What Is Circadian Health?
Your body runs on an internal clock, also known as the circadian rhythm. During this roughly 24-hour cycle, certain hormones are released at specific times of the day. When your circadian health is running by design, cortisol is released in the morning to help wake you up, and melatonin in the evening to help you fall asleep. Light exposure, natural and artificial, is a main factor impacting our circadian health. Modern trends—you guessed it, more screens—have significantly influenced our circadian rhythm, and consequently, our stress.
Choosing the Right Light
These days, we see a lot more electric light than our predecessors. Blue light, which is emitted from screens, is a constant, and exposure to natural UVA sunlight has significantly decreased as we spend more time indoors working in offices or driving in cars. This imbalance disrupts our circadian health and leads to the following:
- Later bedtimes
- Trouble falling asleep
- Higher spikes in cortisol
- More stress
Studies have shown that removing artificial light and instead exposing our eyes and skin—specifically the amino acids and light receptors in both—to natural light, dramatically improves our circadian health by linking our internal clock to the sun cycle. In other words, you feel more awake as the sun rises and find sleep easier after the sun sets.
Finding Sustainable Balance
Eliminating screens and living full-time by a natural light-dark schedule is, admittedly, a bit of a reach.
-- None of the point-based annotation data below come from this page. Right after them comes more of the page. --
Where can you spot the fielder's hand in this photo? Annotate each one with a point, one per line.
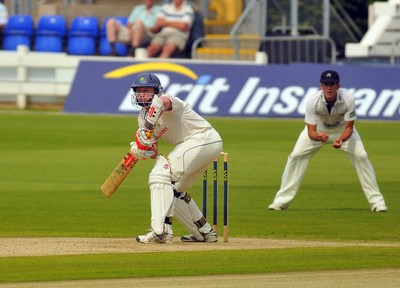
(139, 153)
(144, 139)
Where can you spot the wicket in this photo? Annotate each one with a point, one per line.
(215, 194)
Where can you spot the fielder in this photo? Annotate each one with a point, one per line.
(330, 116)
(196, 145)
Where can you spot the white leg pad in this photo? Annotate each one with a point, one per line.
(161, 193)
(184, 215)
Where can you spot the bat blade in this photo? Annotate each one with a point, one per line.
(118, 175)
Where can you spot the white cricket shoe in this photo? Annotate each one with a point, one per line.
(210, 237)
(276, 206)
(151, 237)
(380, 208)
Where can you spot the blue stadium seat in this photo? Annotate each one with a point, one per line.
(104, 45)
(18, 31)
(50, 33)
(82, 35)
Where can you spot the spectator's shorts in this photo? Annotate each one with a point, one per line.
(177, 38)
(124, 34)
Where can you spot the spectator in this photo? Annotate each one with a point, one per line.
(173, 23)
(3, 20)
(138, 30)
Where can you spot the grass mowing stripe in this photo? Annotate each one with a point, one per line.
(108, 266)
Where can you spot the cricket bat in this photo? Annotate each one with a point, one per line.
(119, 174)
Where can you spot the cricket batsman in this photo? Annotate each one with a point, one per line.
(196, 144)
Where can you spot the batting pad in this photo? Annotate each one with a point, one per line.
(184, 216)
(161, 193)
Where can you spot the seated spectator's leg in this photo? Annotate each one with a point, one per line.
(156, 45)
(175, 41)
(112, 32)
(167, 50)
(138, 34)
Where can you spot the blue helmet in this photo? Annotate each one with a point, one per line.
(145, 80)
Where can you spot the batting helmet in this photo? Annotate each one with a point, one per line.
(146, 80)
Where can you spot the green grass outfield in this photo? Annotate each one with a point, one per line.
(53, 164)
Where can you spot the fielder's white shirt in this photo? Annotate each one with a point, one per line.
(178, 124)
(317, 112)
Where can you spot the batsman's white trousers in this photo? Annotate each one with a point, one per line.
(189, 159)
(305, 149)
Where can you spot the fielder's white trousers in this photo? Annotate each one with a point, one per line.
(305, 149)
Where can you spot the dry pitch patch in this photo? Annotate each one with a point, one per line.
(18, 247)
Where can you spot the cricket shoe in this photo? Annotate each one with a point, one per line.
(210, 237)
(380, 208)
(276, 206)
(151, 237)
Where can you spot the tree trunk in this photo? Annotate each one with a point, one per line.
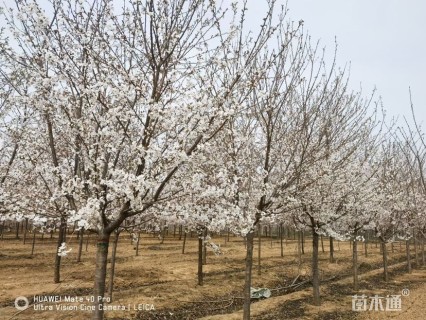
(385, 260)
(281, 239)
(200, 259)
(112, 271)
(17, 231)
(61, 238)
(299, 248)
(205, 248)
(315, 267)
(137, 243)
(259, 250)
(33, 244)
(87, 241)
(366, 247)
(184, 242)
(80, 245)
(2, 229)
(407, 251)
(355, 263)
(100, 274)
(25, 229)
(416, 252)
(248, 272)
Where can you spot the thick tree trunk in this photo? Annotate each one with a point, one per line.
(315, 268)
(416, 252)
(87, 241)
(184, 242)
(385, 260)
(366, 247)
(112, 270)
(17, 231)
(100, 274)
(61, 238)
(205, 247)
(200, 259)
(299, 248)
(259, 251)
(80, 244)
(355, 263)
(137, 243)
(248, 273)
(33, 244)
(25, 229)
(281, 239)
(407, 251)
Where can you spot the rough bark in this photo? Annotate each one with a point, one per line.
(355, 263)
(184, 242)
(200, 260)
(80, 244)
(33, 244)
(112, 271)
(248, 274)
(315, 268)
(100, 274)
(385, 261)
(61, 238)
(407, 251)
(25, 230)
(281, 239)
(259, 251)
(137, 243)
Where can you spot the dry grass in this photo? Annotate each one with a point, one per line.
(163, 277)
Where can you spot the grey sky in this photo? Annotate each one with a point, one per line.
(383, 39)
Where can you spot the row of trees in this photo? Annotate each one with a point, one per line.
(174, 111)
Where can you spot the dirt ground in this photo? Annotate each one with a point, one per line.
(161, 283)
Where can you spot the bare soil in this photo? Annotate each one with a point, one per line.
(161, 283)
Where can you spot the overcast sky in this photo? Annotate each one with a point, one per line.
(384, 40)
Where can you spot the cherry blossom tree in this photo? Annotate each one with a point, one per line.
(122, 98)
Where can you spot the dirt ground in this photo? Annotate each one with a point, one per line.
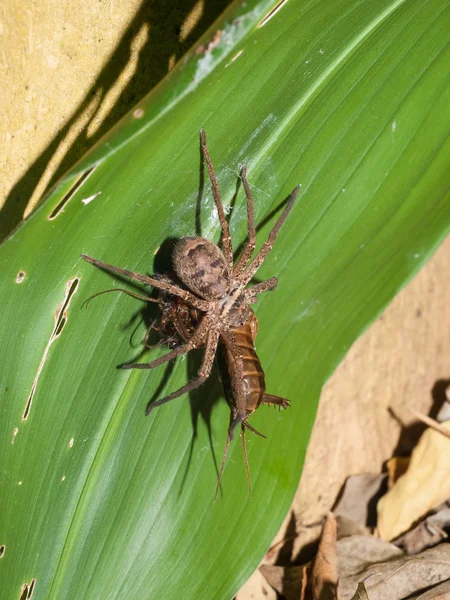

But taking steps toward a more harmonious balance and improved circadian health is within your power. When you wake up, don’t reach for your phone. First, expose your eyes directly to the daylight. Even if you live in a grey climate, sunlight still filters through the clouds. If you are awake while it’s still dark out, do what’s possible to limit screen time until the sun rises.
As the sun sets, melatonin naturally increases in the body. Exposure to artificial light signals your body to stop making this hormone and ramp up cortisol instead, causing stress and delaying sleep. Swap scrolling for non-screen-related activities like reading, yoga, or cooking. If you’re working late, make sure your device is on night mode which replaces the blue light with red light, and try wearing blue-light-blocking glasses.
Wake up in the morning with a silent alarm on your wrist instead of reaching for your phone first thing in the morning.
Make changes that are sustainable for your life. Restoring balance with your internal clock is not an all-or-nothing scenario. Start small and use NOWATCH to track how subtle shifts affect your stress. As your circadian health improves, see how other areas of your life—energy, mood, concentration—blossom as well.